Jacqueline

Née en 1924, j’ai toujours vécu à Bagnolet. J’ai eu une enfance très heureuse. Non qu’il y ait beaucoup d’argent dans la maison (nous vivions à 5 sur le petit salaire de mon père, ouvrier au « Gaz de Paris »), mais il y avait beaucoup d’amour.
Mon adolescence a été marquée par la guerre de 1939-1945, les privations, (nous ne mangions plus à notre faim) et aussi la « chape de plomb » de l’occupation nazie et du régime de collaboration de Pétain. C’est aussi adolescente, à 14 ans, que j’ai commencé à travailler, après le certificat d’études primaires. Malgré les études qui me plaisaient bien, je suis devenue ouvrière dans un petit atelier de maroquinerie.
Mon père était militant syndicaliste (CGT) et communiste. La répression s’est abattue sur lui, car malgré l’occupation il avait repris clandestinement ses activités syndicalistes et politiques. Il résistait à l’occupant et au régime de Pétain. Le 22 février 1941, il fut arrêté, interné à Chateaubriand et déporté en Allemagne à Mauthausen, un de ces « camps de la mort ».
A la Libération et à la fin de la guerre, nous avons appris qu’il ne reviendrait pas. Il était mort, là-bas des mauvais traitements qu’il avait subis.
J’avais 20 ans. Une rage folle. Contre cette terrible injustice : un homme si bon, si honnête, si droit … Mon père, « ils » l’avaient tué.
Je devais poursuivre son action. Aussi je me suis lancée à corps perdu dans les luttes pour la paix, les libertés, une vie meilleure pour tous …
J’étais de toutes les manifestations, les réunions, les délégations, auprès des pouvoirs publics et du patronat pour obtenir gain de cause.
Mon engagement était sans faille, avec le parti communiste et ses militants.
C’est ainsi que mes camarades m’ont choisie pour être élue municipale, pour devenir maire.
J’y suis restée pendant 27 ans. J’ai aussi été élue députée pendant 13 ans.
En 1947, j’ai épousé un homme qui avait été déporté à 16 ans, comme résistant communiste.
Notre entente a été parfaite. Il avait beaucoup souffert, il n’avait qu’une envie celle de vivre, de lutter pour
que de tels évènements ne se reproduisent pas.

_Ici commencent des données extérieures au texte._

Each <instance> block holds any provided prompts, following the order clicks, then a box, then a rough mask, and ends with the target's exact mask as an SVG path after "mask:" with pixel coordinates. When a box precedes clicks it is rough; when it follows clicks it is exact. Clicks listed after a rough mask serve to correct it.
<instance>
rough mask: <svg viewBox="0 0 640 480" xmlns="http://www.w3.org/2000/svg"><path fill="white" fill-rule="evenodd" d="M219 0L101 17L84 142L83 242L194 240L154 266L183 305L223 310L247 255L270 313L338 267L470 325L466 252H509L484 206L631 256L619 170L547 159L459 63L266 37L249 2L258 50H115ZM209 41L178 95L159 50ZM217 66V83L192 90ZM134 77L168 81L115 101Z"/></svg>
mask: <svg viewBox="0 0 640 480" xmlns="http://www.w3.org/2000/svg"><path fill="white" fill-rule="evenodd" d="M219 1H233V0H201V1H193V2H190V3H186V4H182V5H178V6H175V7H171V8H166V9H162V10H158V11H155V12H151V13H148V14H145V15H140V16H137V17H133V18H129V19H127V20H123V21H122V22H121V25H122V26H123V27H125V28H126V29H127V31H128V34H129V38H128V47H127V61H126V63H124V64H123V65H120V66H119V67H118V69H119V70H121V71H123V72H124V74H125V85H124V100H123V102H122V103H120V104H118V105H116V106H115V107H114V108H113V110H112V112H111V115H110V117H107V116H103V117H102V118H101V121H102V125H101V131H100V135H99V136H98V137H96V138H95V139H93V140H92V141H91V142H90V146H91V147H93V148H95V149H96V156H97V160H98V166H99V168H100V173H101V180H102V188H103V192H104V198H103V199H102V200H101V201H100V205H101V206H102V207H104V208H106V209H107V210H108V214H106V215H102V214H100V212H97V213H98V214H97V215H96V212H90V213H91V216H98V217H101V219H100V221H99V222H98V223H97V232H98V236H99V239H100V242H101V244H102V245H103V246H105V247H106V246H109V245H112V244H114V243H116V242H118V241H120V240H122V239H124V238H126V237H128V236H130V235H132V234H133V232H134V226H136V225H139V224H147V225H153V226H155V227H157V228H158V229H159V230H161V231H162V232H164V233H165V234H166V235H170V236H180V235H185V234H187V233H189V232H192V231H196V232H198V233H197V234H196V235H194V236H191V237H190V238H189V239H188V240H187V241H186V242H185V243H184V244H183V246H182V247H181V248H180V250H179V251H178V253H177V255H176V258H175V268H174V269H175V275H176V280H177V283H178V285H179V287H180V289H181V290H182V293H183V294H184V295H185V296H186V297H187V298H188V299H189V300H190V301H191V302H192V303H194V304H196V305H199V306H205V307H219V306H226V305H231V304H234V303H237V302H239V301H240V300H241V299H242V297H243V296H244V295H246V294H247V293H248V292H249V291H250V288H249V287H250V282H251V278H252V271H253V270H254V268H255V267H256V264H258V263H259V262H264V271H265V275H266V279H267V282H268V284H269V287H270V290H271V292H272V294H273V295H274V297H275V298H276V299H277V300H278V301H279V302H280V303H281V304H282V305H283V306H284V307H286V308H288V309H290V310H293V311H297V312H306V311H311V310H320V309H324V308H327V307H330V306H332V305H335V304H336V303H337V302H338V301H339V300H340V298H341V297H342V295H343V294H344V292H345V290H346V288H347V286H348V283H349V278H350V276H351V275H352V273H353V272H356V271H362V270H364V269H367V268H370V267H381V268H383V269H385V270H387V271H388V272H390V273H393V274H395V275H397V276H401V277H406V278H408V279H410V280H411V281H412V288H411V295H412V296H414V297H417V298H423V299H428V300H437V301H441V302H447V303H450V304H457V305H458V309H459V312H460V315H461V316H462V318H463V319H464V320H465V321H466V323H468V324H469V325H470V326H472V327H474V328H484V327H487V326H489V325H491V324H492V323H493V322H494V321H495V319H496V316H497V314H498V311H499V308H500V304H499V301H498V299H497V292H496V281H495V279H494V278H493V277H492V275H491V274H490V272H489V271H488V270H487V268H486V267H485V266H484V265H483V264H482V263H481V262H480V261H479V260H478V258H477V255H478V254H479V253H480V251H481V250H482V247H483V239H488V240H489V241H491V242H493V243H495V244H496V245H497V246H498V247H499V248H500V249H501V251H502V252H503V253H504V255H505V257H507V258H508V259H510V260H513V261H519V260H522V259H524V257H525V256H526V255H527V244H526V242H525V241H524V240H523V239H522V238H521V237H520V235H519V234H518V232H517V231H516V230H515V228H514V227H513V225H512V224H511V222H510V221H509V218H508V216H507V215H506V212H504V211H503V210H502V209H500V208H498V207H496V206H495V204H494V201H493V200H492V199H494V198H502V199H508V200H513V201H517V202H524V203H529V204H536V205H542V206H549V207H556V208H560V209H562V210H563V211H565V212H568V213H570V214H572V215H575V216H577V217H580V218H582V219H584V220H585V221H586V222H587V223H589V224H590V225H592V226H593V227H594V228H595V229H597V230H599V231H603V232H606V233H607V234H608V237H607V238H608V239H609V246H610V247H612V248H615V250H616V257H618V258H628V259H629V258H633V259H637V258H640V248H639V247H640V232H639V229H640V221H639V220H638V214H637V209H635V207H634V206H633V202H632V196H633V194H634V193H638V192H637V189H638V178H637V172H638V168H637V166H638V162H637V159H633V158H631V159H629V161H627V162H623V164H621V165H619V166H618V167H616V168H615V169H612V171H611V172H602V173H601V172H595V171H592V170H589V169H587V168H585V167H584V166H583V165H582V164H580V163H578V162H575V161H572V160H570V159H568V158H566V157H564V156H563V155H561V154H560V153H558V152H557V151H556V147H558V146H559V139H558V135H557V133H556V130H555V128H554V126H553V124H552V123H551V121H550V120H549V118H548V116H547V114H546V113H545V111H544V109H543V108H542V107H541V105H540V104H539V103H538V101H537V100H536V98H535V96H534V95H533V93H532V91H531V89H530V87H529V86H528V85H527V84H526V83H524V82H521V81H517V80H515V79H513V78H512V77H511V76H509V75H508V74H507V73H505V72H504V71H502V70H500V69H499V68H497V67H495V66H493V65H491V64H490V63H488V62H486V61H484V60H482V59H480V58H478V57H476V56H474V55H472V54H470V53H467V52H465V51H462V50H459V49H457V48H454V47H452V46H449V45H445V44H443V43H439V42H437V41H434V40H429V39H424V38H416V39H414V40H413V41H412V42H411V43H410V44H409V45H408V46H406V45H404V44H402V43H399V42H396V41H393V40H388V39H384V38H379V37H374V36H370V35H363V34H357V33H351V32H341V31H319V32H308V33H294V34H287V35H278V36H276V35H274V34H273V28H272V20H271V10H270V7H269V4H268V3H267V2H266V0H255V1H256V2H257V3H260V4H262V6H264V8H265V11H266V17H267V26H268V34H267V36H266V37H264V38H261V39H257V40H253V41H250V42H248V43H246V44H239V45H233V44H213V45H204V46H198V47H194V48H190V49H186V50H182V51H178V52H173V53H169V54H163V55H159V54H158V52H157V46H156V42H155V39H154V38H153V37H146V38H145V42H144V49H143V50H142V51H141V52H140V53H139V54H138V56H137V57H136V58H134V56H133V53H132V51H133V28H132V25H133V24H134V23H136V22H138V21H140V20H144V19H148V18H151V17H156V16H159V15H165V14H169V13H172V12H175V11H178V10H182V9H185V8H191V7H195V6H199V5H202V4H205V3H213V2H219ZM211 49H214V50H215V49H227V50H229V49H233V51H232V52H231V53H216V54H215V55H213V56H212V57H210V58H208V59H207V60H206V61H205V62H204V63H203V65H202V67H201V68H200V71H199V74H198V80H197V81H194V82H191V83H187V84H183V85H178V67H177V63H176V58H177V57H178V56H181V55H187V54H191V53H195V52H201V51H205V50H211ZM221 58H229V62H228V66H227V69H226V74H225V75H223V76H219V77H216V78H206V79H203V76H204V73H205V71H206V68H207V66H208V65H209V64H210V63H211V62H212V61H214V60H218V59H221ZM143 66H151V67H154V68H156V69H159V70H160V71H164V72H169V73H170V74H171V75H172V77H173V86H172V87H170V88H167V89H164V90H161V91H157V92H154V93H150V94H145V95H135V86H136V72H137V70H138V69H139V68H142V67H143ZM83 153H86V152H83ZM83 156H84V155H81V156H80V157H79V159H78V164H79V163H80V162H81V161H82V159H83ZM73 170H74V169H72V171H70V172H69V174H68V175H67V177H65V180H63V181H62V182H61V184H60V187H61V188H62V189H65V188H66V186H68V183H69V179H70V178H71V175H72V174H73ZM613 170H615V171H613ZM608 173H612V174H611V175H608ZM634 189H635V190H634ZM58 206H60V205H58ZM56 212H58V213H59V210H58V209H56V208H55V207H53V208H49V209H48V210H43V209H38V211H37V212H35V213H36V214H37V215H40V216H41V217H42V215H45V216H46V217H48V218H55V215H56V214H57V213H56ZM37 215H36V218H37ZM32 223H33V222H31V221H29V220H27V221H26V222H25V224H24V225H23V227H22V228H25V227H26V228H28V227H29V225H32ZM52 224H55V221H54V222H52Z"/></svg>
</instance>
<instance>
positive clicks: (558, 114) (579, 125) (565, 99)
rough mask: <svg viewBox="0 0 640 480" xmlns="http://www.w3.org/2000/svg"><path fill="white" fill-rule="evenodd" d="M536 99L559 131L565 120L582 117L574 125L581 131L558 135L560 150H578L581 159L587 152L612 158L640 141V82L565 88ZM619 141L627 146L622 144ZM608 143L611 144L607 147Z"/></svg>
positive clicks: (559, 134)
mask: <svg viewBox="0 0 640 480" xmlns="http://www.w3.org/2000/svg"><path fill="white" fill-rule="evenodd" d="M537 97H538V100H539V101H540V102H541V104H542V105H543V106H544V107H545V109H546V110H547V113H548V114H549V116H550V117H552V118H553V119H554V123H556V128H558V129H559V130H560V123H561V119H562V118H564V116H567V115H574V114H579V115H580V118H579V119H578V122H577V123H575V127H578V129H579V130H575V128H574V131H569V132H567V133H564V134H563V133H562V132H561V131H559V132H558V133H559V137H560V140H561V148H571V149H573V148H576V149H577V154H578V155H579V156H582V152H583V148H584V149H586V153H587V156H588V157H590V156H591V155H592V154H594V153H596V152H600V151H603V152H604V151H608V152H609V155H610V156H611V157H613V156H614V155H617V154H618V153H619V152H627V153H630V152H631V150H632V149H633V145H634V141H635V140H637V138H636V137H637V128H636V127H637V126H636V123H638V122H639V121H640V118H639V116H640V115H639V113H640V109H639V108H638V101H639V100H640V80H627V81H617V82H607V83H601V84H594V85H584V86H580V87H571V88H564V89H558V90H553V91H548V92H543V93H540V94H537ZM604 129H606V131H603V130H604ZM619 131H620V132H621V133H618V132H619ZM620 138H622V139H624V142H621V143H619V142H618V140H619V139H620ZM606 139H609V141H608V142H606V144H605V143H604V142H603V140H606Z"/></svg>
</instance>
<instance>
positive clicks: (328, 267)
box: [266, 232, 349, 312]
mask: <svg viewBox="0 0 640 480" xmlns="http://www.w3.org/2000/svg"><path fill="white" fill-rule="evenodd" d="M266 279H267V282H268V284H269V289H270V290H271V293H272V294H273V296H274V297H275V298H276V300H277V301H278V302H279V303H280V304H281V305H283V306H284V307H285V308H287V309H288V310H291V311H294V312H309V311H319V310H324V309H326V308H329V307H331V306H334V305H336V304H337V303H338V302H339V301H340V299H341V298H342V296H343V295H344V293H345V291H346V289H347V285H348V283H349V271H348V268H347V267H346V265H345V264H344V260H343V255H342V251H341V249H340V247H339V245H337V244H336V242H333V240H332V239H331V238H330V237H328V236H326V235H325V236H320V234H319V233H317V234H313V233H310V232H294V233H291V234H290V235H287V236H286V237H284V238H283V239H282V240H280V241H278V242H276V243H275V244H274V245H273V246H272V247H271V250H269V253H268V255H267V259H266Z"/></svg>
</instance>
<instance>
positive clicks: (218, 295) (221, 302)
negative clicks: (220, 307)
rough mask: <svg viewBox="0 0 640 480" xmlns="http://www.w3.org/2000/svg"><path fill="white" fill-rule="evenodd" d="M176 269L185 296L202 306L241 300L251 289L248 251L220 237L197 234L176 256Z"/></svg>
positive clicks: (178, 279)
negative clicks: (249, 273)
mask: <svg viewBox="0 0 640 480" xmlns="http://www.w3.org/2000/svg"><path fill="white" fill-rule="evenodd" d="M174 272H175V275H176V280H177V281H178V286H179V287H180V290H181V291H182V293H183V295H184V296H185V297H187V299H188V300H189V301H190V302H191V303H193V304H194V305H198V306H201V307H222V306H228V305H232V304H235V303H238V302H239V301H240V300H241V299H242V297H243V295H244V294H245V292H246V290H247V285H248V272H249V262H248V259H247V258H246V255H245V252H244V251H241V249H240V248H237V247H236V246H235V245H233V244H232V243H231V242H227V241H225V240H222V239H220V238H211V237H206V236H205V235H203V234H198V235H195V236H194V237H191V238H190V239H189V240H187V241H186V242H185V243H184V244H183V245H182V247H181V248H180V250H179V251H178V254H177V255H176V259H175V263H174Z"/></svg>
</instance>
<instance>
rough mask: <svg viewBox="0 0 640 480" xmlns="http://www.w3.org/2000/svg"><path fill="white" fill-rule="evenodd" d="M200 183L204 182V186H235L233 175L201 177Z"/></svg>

Presque cinquante ans de mariage, deux enfants. Une vie de lutte permanente pour le bonheur des gens.
Mes idées de jeunesse ne m’ont jamais quitté. Comment le pourrais-je alors que tant d’injustices subsistent, tant de misère, de chômage, de petits salaires, de maigres retraites… Alors que tant de richesses sont accumulées entre les mains de quelques gens fortunés.
Jamais je n’ai baissé les bras. C’est ce que je m’efforce de dire à ceux que je rencontre : Résistez, battez-vous, ne restez pas indifférent à toutes ces injustices. La société ne sera pas toujours ce qu’elle est aujourd’hui. Une autre succédera au capitalisme. C’est le cours de l’histoire. Mais il faut se battre pour y arriver et le plus vite possible. Certes lutter n’est pas facile. Il faut du courage, de la ténacité. Il faut « aimer son prochain » et y croire. Mais que de satisfaction quand un petit bout de lutte est victorieuse et quelle fierté de soi quand on a passé sa vie à ne pas baisser les bras, à ne jamais renoncer.